Motivational interviewing can sometimes vary depending on the age of the client. If Charlie was a young adult, I will emphasize making affirmations rather than reflective interviewing. Young adults will prefer praises during therapy to demonstrate they are doing well and in control of the session. I will include more open-ended questions to allow the patient to explore all avenues that contribute to their current health problem. Additionally, the use of examples and scenarios similar to the patient’s experiences will help the patient realize that his problems are only temporary. Unlike the older Charlie who has a few years to live, the younger Charlie will be reassured of better days to live for.

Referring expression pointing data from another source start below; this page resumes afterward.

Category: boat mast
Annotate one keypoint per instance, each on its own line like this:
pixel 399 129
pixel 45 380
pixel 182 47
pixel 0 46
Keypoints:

EMDR Therapy Effectiveness

Charlie is a patient that demonstrates signs of depression after the loss of his wife five months ago. He presents with low mood, loss of interest in activities that were early enjoyed, disturbed sleep pattern, and weight loss. I believe EMDR therapy can help Charlie manage these symptoms and slowly go back to his normal life upon acceptance of loss. The EMDR therapy uses standardized procedures to connect traumatic memory with more adaptive networks to change the characteristics of the past trauma (Cotter et al., 2017). Research establishes that successful EMDR treatment alters the individual’s responses to earlier experienced trauma. Compared to other treatment options like pharmacotherapy and cognitive-behavioral therapy (CBT), EMDR therapy has demonstrated better improvement of symptoms for depressed individuals (Gauhar, 2016). The therapy will help Charlie reprocess the events leading to his wife’s death leading to positive and healthy living.

Providing Support

A patient who has processed trauma during sessions requires support to reduce anxiety. To support my patients, I will encourage the use of deep breathing exercises as a relaxation technique. Demonstration of empathy is another approach that I will use to enable the patient to feel understood as well as respected. Lastly, allowing time for the patient to think and talk is another way that I can support the patient.



Basem, A. A. U. (2017). Motivational interviewing skills: A tool for healthy behavioral changes. Journal of Family Medicine and Disease Prevention, 3, (4).

Cotter, P., Meysner, L., & Lee, C. W. (2017). Participant experiences of eye movement desensitisation and reprocessing vs. Cognitive behavioural therapy for grief: Similarities and differences. European Journal of Psychotraumatology8(1), 1375838.

Gauhar, Y. W. M. (2016). The efficacy of EMDR in the treatment of depression. Journal of EMDR Practice and Research10(2), 59-69.

Levis, B., Benedetti, A., & Thombs, B. D. (2019). Accuracy of patient health questionnaire-9 (PHQ-9) for screening to detect major depression: Individual participant data meta-analysis. BMJ, 365.

Menon, S. B., & Jayan, C. (2010). Eye movement desensitization and reprocessing: a conceptual framework. Indian Journal of Psychological Medicine32(2), 136–140.